Lung Dendritic Cell Developmental Programming, Environmental Stimuli, and Asthma in Early Periods of Life

1Department of Pharmaceutical Sciences, College of Pharmacy, University of Oklahoma Health Sciences Center, Oklahoma City, OK 73117, USA
2Department of Pediatrics, University of Oklahoma Health Sciences Center, Oklahoma City, OK 73104, USA
3Department of Microbiology and Immunology, Cornell University, Ithaca, NY 14853, USA

Received 1 June 2012; Revised 29 September 2012; Accepted 30 September 2012

Academic Editor: Hamida Hammad

Copyright © 2012 Shanjana Awasthi et al. This is an open access article distributed under the Creative Commons Attribution License, which permits unrestricted use, distribution, and reproduction in any medium, provided the original work is properly cited.

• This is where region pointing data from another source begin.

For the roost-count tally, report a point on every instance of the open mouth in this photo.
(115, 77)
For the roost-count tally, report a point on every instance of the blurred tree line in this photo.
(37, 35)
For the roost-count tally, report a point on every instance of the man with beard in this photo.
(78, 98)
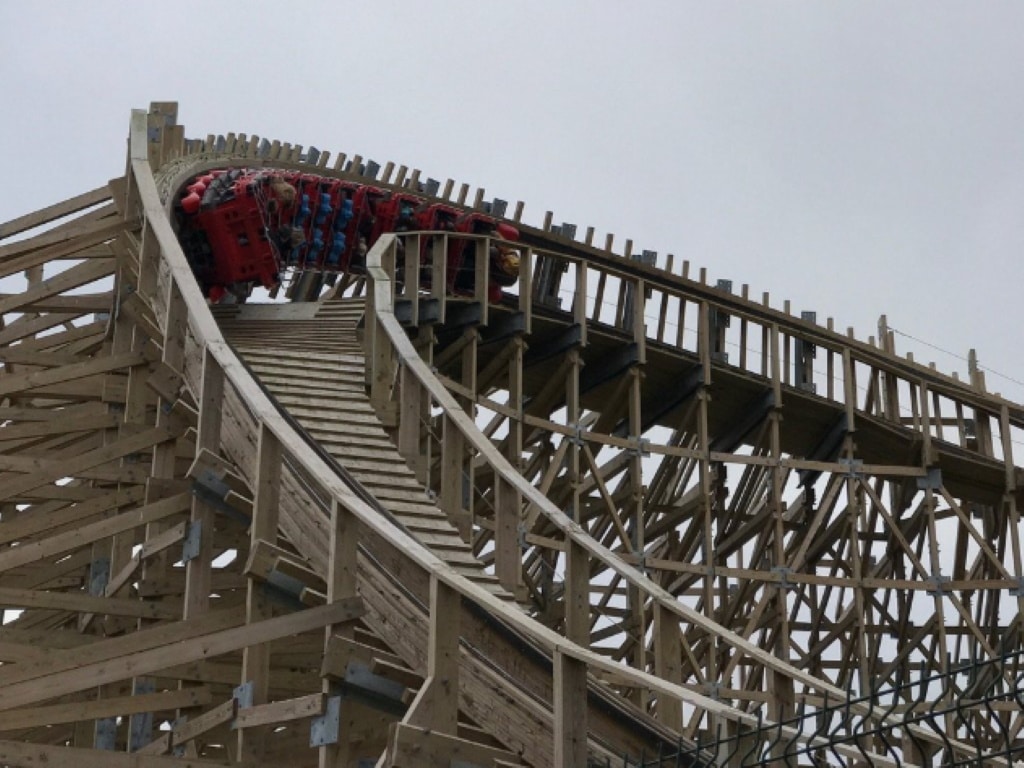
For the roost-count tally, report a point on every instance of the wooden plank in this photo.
(105, 708)
(55, 470)
(80, 601)
(281, 712)
(410, 747)
(54, 212)
(77, 538)
(24, 754)
(35, 379)
(197, 726)
(162, 654)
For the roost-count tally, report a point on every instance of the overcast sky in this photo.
(858, 158)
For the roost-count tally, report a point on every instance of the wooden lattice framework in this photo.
(633, 508)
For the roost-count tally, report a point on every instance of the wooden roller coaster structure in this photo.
(611, 517)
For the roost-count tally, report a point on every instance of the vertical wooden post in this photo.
(508, 564)
(341, 580)
(570, 712)
(410, 409)
(256, 658)
(570, 674)
(668, 665)
(442, 656)
(452, 477)
(198, 569)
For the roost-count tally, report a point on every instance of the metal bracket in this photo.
(855, 467)
(1018, 591)
(179, 750)
(140, 725)
(520, 530)
(642, 450)
(193, 541)
(99, 576)
(937, 584)
(576, 436)
(783, 573)
(209, 481)
(326, 729)
(244, 694)
(286, 583)
(107, 733)
(931, 481)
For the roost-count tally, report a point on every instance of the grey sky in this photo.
(854, 158)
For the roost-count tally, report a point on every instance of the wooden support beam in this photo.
(410, 747)
(54, 212)
(55, 470)
(436, 706)
(25, 754)
(104, 708)
(158, 652)
(280, 712)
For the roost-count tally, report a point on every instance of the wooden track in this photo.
(619, 511)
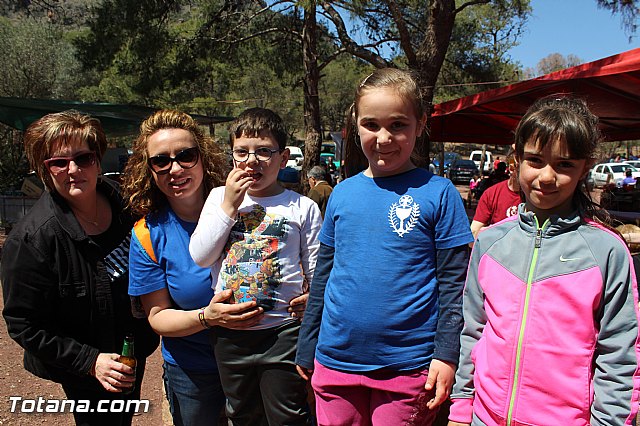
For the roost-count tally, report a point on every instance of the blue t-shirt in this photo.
(381, 299)
(189, 285)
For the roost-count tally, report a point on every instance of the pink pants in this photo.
(373, 398)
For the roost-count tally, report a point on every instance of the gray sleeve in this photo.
(474, 321)
(616, 353)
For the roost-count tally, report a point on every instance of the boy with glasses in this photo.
(260, 240)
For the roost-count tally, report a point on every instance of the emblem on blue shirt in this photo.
(403, 215)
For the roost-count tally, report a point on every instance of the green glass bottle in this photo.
(128, 358)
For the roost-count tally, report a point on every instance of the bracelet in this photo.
(202, 319)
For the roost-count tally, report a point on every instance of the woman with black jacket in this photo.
(64, 273)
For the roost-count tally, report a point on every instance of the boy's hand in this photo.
(305, 373)
(297, 305)
(236, 316)
(441, 375)
(236, 186)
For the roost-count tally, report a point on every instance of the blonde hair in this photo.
(66, 128)
(139, 187)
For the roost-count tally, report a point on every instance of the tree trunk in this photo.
(312, 124)
(429, 59)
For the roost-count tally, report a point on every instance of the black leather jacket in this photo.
(64, 300)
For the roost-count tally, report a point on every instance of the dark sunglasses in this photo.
(187, 158)
(58, 165)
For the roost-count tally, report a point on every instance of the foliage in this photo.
(13, 163)
(37, 61)
(551, 63)
(477, 58)
(337, 86)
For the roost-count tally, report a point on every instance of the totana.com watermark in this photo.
(41, 405)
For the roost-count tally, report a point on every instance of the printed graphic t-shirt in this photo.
(265, 253)
(381, 299)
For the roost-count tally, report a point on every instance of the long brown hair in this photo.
(139, 187)
(566, 118)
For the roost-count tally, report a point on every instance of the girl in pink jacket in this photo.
(551, 325)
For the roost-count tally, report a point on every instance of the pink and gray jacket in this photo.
(551, 327)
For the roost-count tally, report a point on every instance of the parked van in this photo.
(476, 156)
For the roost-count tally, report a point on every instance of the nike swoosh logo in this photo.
(567, 259)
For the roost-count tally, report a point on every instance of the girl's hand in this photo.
(297, 305)
(236, 186)
(114, 376)
(305, 373)
(441, 375)
(232, 315)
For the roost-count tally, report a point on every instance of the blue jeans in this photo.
(195, 398)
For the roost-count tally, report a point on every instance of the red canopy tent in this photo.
(611, 86)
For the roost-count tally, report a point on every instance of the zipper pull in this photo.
(538, 237)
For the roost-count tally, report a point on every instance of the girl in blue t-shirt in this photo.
(166, 180)
(382, 326)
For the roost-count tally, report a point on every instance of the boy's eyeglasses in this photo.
(57, 165)
(261, 154)
(187, 158)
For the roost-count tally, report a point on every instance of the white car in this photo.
(296, 158)
(606, 173)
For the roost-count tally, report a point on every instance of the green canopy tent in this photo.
(116, 119)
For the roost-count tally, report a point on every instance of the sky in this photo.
(576, 27)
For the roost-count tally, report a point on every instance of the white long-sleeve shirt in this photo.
(263, 254)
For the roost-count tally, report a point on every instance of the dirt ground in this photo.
(16, 381)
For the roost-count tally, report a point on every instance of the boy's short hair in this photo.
(255, 120)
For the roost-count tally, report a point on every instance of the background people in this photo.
(553, 325)
(172, 168)
(65, 271)
(380, 335)
(261, 241)
(320, 188)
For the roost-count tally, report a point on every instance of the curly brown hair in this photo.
(138, 186)
(69, 127)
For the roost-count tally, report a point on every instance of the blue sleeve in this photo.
(326, 235)
(451, 272)
(145, 275)
(451, 221)
(310, 329)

Dendritic cells (DCs) are important cells of our innate immune system. Their role is critical in inducing adaptive immunity, tolerance, or allergic response in peripheral organs—lung and skin. The lung DCs are not developed prenatally before birth. The DCs develop after birth presumably during the first year of life; exposures to any foreign antigen or infectious organisms during this period can significantly affect DC developmental programming and generation of distinct DC phenotypes and functions. These changes can have both short-term and long-term health effects which may be very relevant in childhood asthma and predisposition for a persistent response in adulthood. An understanding of DC development at molecular and cellular levels can help in protecting neonates and infants against problematic environmental exposures and developmental immunotoxicity. This knowledge can eventually help in designing novel pharmacological modulators to skew the DC characteristics and immune responses to benefit the host across a lifetime.